Criticising SEBI for not making any serious effort to know whether control has been exercised by the Ambujas after acquiring 14.45 per cent Tatas stake in ACC, the SAT order issued on Friday said "it appears that no serious effort was made to find out as to whether control has been exercised in any other manner."
The SAT presiding officer, Mr C. Achuthan, has directed SEBI to properly investigate whether Ambujas acquired control over ACC.
The SAT order said "it is now well recognised that majority holding of shares is not the decisive factor in determining effective control and such control can be had in many ways."
According to legal experts, in case it is legally proved that the Ambujas had control over the ACC, then it will have to make an open offer even tough it has not crossed the 15 per cent limit.
This is as per the Section 12 of the SEBI Takeover Code.
The Ambujas have acquired 14.45 per cent stake from the Tatas in three tranches at Rs 370 per share between December 1999 and September 2000 when the market price was Rs 130 per share.
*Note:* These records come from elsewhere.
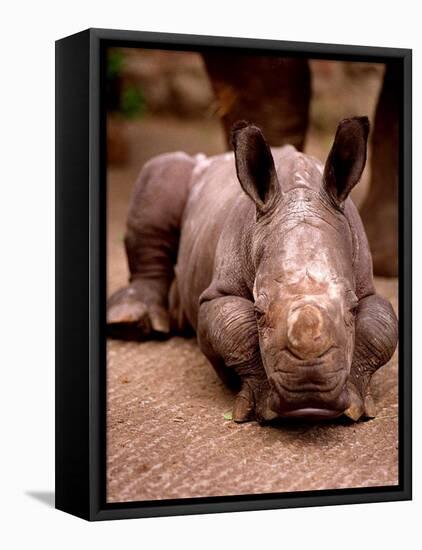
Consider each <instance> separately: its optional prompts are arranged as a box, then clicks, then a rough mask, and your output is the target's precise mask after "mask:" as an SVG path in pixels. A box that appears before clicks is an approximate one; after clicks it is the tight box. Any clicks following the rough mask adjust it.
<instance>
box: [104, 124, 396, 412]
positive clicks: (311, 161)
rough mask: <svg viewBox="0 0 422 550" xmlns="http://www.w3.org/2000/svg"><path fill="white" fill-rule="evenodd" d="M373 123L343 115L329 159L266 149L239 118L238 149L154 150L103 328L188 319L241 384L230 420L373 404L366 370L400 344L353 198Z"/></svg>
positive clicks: (184, 321)
mask: <svg viewBox="0 0 422 550" xmlns="http://www.w3.org/2000/svg"><path fill="white" fill-rule="evenodd" d="M368 129H369V124H368V120H367V119H366V118H365V117H362V118H352V119H346V120H344V121H342V122H341V123H340V124H339V127H338V129H337V133H336V137H335V140H334V144H333V147H332V149H331V152H330V154H329V156H328V159H327V161H326V164H325V167H324V166H323V165H322V164H321V163H320V162H319V161H318V160H316V159H314V158H312V157H309V156H307V155H304V154H303V153H298V152H297V151H296V150H295V149H294V148H293V147H291V146H284V147H281V148H274V149H270V148H269V147H268V145H267V143H266V141H265V139H264V137H263V135H262V133H261V131H260V130H259V129H258V128H257V127H255V126H253V125H250V124H248V123H244V122H241V123H238V124H237V125H235V127H234V129H233V134H232V144H233V148H234V151H235V155H234V156H233V154H231V153H228V154H225V155H219V156H216V157H212V158H205V157H203V156H197V157H194V158H192V157H189V156H187V155H184V154H182V153H175V154H168V155H162V156H159V157H156V158H155V159H153V160H152V161H150V162H149V163H148V164H147V165H146V166H145V167H144V169H143V171H142V173H141V175H140V178H139V180H138V182H137V184H136V188H135V192H134V196H133V199H132V203H131V208H130V212H129V217H128V228H127V234H126V239H125V244H126V250H127V255H128V261H129V267H130V272H131V278H130V284H129V286H128V287H125V288H123V289H121V290H119V291H118V292H116V293H115V294H114V295H113V296H112V297H111V298H110V300H109V303H108V324H109V328H110V333H111V334H113V335H114V336H117V337H129V338H145V337H148V336H154V335H157V334H162V333H164V334H167V333H169V332H173V333H176V332H183V331H184V330H185V329H186V327H187V326H190V327H192V328H193V329H194V330H195V331H196V332H197V336H198V341H199V345H200V348H201V350H202V351H203V353H204V354H205V355H206V356H207V358H208V359H209V360H210V362H211V363H212V365H213V366H214V368H215V369H216V371H217V372H218V374H219V375H220V376H221V377H222V378H223V379H224V380H225V381H226V382H227V383H229V384H231V385H232V386H233V387H237V388H238V390H239V392H238V394H237V397H236V400H235V403H234V408H233V419H234V420H235V421H239V422H240V421H246V420H250V419H253V418H256V419H257V420H258V421H265V420H271V419H274V418H276V417H305V418H310V419H316V420H318V419H323V418H334V417H336V416H339V415H341V414H343V413H345V414H346V415H347V416H349V417H350V418H351V419H353V420H358V419H359V418H361V417H365V416H366V417H372V416H374V415H375V410H374V403H373V399H372V397H371V395H370V391H369V382H370V379H371V376H372V375H373V373H374V372H375V371H376V370H377V369H378V368H379V367H381V366H382V365H384V364H385V363H386V362H387V361H388V360H389V359H390V357H391V356H392V354H393V352H394V350H395V348H396V344H397V319H396V317H395V314H394V311H393V309H392V307H391V305H390V303H389V302H387V301H386V300H385V299H384V298H382V297H381V296H378V295H377V294H376V293H375V290H374V285H373V278H372V262H371V256H370V253H369V248H368V242H367V239H366V236H365V233H364V230H363V226H362V223H361V220H360V218H359V214H358V213H357V210H356V208H355V206H354V205H353V203H352V201H351V199H350V198H348V195H349V193H350V191H351V189H352V188H353V186H354V185H356V183H357V182H358V181H359V178H360V176H361V173H362V170H363V168H364V165H365V161H366V143H367V136H368ZM176 262H177V265H176ZM174 266H175V268H174Z"/></svg>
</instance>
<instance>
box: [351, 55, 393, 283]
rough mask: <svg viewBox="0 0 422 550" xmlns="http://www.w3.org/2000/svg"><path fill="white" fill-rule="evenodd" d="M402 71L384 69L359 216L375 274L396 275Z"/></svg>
mask: <svg viewBox="0 0 422 550" xmlns="http://www.w3.org/2000/svg"><path fill="white" fill-rule="evenodd" d="M401 77H402V75H401V69H400V67H399V65H398V64H394V63H389V64H388V65H387V67H386V71H385V77H384V83H383V86H382V90H381V93H380V97H379V100H378V106H377V110H376V114H375V122H374V129H373V133H372V142H371V146H372V157H371V181H370V186H369V191H368V195H367V197H366V198H365V200H364V202H363V204H362V207H361V209H360V213H361V216H362V220H363V223H364V226H365V230H366V234H367V235H368V240H369V244H370V248H371V253H372V258H373V265H374V273H375V275H380V276H383V277H397V275H398V177H399V176H398V163H399V111H400V106H401V105H402V100H401V91H400V90H401V87H402V78H401Z"/></svg>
Mr Achuthan said as far as SEBI's finding that Section 12 is not attracted, "I am of the view that SEBI jumped to the conclusion without properly investigating all the relevant aspects to ascertain as to whether the Ambujas are in a position to effectively exercise control over ACC."
"SEBI has come to the conclusion based solely on the basis of submission made on behalf of the complainant (ACC shareholders), Ambujas, ACC and Tata Group companies," the order said.
Mr Achuthan said this procedure in my view has severe limitation, as the complainant has no access to the records of ACC to bring any material information.
"The proper course for SEBI would have been to investigate the matter independently availing the expertise available at its command."